Friday, October 27, 2006

Reflection. And, er, "Rose Marie's Baby"



Mood: pensive.

It's been raining cats and dogs all day. Cold, wet days always make me want to hunker in, preferably under a nice warm blankie on the sofa. I resisted the urge, though. I had worlds to conquer and things to do. Well, things to do, at any rate.

I've spent a lot of time today just pondering. Not, mind you, staring aimlessly at the walls with a vacant look in my eyes. Not I. No, I was plotting. Not against you. I found the notes on the new novel I'm ready to start (some of them, anyway; I think there are more somewhere). I've been thinking (and I mean hard enough to give me a headache) about the best approach to take. The POV. Which angle to focus the most attention on. How best to lead up to the seminal event -- and how to handle the aftermath. I'm not yet satisfied with my conclusions, but it's progress -- after a fashion. I know that I can just start writing and work out the kinks later. I may do that.

Roxan, albeit she's enmeshed in a very sad family situation presently (please send some good vibes her way), rounded up a list of Words Gone Wild. They're now being costumed and made up to star in another something less than hair-raising Storytime With Twisted Linguistics.

The cast members:

cought
goupher
notlob
publiv
wordrobe
kopdac
colegue
inquirere
beloow
sweedish
someeople

ROSE MARIE'S BABY

Rose Marie was a village girl out for a stroll one evening. The temperature was beloow zero so she felt like there would be no boogeymen out and about and she'd be fine. Not.

Before she even knew what hit her, Rose Marie was cought and carried off by the Big Unclean Spirit, Kopdac. He married her in an unspeakably unholy ceremony at midnight and then turned her loose. To anyone who would inquirere of Rose Marie about her obvious pregnancy which manifested itself a few months later, she would say only that it was not true.

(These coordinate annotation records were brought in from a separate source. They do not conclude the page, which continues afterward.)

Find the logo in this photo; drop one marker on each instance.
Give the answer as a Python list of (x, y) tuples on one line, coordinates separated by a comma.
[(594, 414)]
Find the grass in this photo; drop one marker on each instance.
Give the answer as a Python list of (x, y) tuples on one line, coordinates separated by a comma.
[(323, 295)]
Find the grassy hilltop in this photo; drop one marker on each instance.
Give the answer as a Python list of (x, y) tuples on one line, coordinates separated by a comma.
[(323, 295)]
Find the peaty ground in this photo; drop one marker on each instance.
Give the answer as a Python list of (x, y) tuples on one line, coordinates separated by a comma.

Her weight gain was caused by the Sweedish diet she was on.

"I am a good girl! Do notlob such insults at me!" she would cry to her colegues in publiv.

In private, Rose Marie intuited the truth of her condition, and she was desolate. There was, alas, no one in whom she could confide outside of the woodland gouphers who were her friends. There was no verb (or adverb, adjective, gerund, or anything else) in her wordrobe to express the depths of her dread and fear.

And then came the time when Rose Marie was delivered of her heavy burden -- a healthy and very large dancing baby boy. He neither cried nor whined as long as the music played and he could dance.

"Goup!" the child would scream when the music stopped. And Rose Marie would move quickly to find him another CD.

A neighbor once came and rapped hard upon Rose Marie's door, demanding that she turn down the music.

"I'm calling a kop on all dac noise!" the man threatened indignantly.

At that point, the child danced into the doorway and froze the man in his tracks with the weird, undulating rays emanating from his eyes.

"Someeople shouldn't have kids," the man muttered as he stumbled his way home, having already forgotten the reason for his visit to Rose Marie's.

And the baby danced on. Rose Marie taught him everything she knew about makeup and wordrobe and he grew up to be the star attraction in a roadshow of 'The Rocky Horror Picture Show.'

1 comment:

Serena said...

That kid is annoying enough to make you want to... :) That's why he's the perfect icon for Rose Marie's little hell bundle. LOL.